Terry wrote > Don't you
suspect,Lance, that anyone who stays in the word daily has to be
changed ? Why is it that you would expect the most change from the
most educated? God hides things from the wise and reveals them to
babes.
Lance wrote > Yes Terry, I would. In actuality, with some,
this does not happen. I do not know why. By the by, education, as you
and some others cite as problematic from time to time, is not the
issue. The issue is the heart.
You are correct, Lance. There is no indication in Scripture that
Christians are to remain in an uniformed and uneducated state, nor is
there any virtue in ignorance. The devil has made major inroads with
this lie. In fact, he gets more mileage out of it than any other lie in
the church today; it is the one which reads something like this: "to be
formally educated is to be spiritually obtuse." Read Wheaton College
professor Mark Noll's The Scandal of the Evangelical Mind
(Eerdmans:Grand Rapids, 1994); he maps the path of this movement. Read
also Os Guinness' Fit Bodies, Fat Minds: Why Evangelicals Don't
Think And What To Do About IT (Baker Books: Grand Rapids, 1994).
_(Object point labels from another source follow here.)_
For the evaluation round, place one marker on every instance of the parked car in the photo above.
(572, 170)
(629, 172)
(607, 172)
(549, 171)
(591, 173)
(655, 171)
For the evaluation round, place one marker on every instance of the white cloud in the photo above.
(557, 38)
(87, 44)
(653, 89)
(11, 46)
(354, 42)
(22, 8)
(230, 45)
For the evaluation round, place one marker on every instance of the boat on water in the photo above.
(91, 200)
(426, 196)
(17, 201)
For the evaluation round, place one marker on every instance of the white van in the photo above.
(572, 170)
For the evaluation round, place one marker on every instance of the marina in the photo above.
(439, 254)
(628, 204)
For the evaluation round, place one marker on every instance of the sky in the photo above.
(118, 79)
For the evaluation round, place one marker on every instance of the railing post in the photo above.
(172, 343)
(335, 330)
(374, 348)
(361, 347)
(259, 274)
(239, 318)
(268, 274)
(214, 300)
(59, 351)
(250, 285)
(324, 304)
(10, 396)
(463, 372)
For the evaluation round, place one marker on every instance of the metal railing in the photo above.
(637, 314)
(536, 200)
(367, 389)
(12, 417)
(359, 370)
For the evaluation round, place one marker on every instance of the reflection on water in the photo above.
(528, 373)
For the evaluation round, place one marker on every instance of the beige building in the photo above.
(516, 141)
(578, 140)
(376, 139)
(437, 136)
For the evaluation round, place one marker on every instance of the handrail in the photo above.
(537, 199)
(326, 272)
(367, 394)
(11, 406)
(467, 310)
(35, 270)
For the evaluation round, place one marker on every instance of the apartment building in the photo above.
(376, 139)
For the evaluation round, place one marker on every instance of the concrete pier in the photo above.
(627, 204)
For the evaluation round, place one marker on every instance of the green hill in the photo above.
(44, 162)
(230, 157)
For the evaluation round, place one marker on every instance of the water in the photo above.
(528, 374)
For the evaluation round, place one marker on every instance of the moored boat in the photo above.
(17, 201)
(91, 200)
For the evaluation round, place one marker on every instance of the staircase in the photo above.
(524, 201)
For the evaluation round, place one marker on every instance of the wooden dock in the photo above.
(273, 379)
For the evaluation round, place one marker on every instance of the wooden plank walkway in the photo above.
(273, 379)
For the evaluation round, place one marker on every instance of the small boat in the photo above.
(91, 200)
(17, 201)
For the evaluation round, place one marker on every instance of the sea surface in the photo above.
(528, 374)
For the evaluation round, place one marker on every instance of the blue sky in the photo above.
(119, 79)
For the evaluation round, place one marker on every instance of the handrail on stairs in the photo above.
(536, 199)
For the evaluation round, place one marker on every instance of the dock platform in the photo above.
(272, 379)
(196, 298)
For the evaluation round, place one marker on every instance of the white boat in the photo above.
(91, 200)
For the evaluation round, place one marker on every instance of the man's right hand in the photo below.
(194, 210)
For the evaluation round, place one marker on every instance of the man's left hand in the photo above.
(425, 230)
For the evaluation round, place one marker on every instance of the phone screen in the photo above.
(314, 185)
The admonition which our Lord made
to his followers, which anti-intellectuals miss, is that we are to be
like little children -- not insensate, nor ignorant, not stupid, but
able to learn. The word for "child" is paidion; it comes
from a word which means formable or impressionable, able to be stamped
by the character of another. Jesus warns the know-it-all
religious-types of his day that they would need to repent and
become like little children, in other words, teachable, or they
would not inherit the kingdom of heaven. When Christians use statements
like Matthew 18.3ff and the verse referenced above to elevate their
ignorance and justify their unwillingness to learn from others, they
establish themselves as the hard-hearted of our day; they are those who
refuse to convert. In all actuality they are those who refuse to be
like little children. And to their shame, Jesus also warned that,
instead of chastising the impressionable, teachable ones among them, it
is appropriate for his followers to welcome them into their midst, that
they might observe them and learn from them in order to become learners
like they are, because "whoever welcomes a little paidia like
this in my name welcomes me" (Mat 18.5). So do not be discouraged by
their baseless bravado, Lance. Know-it-alls have nothing more to
learn; they refused to change their mind in Jesus' day as well.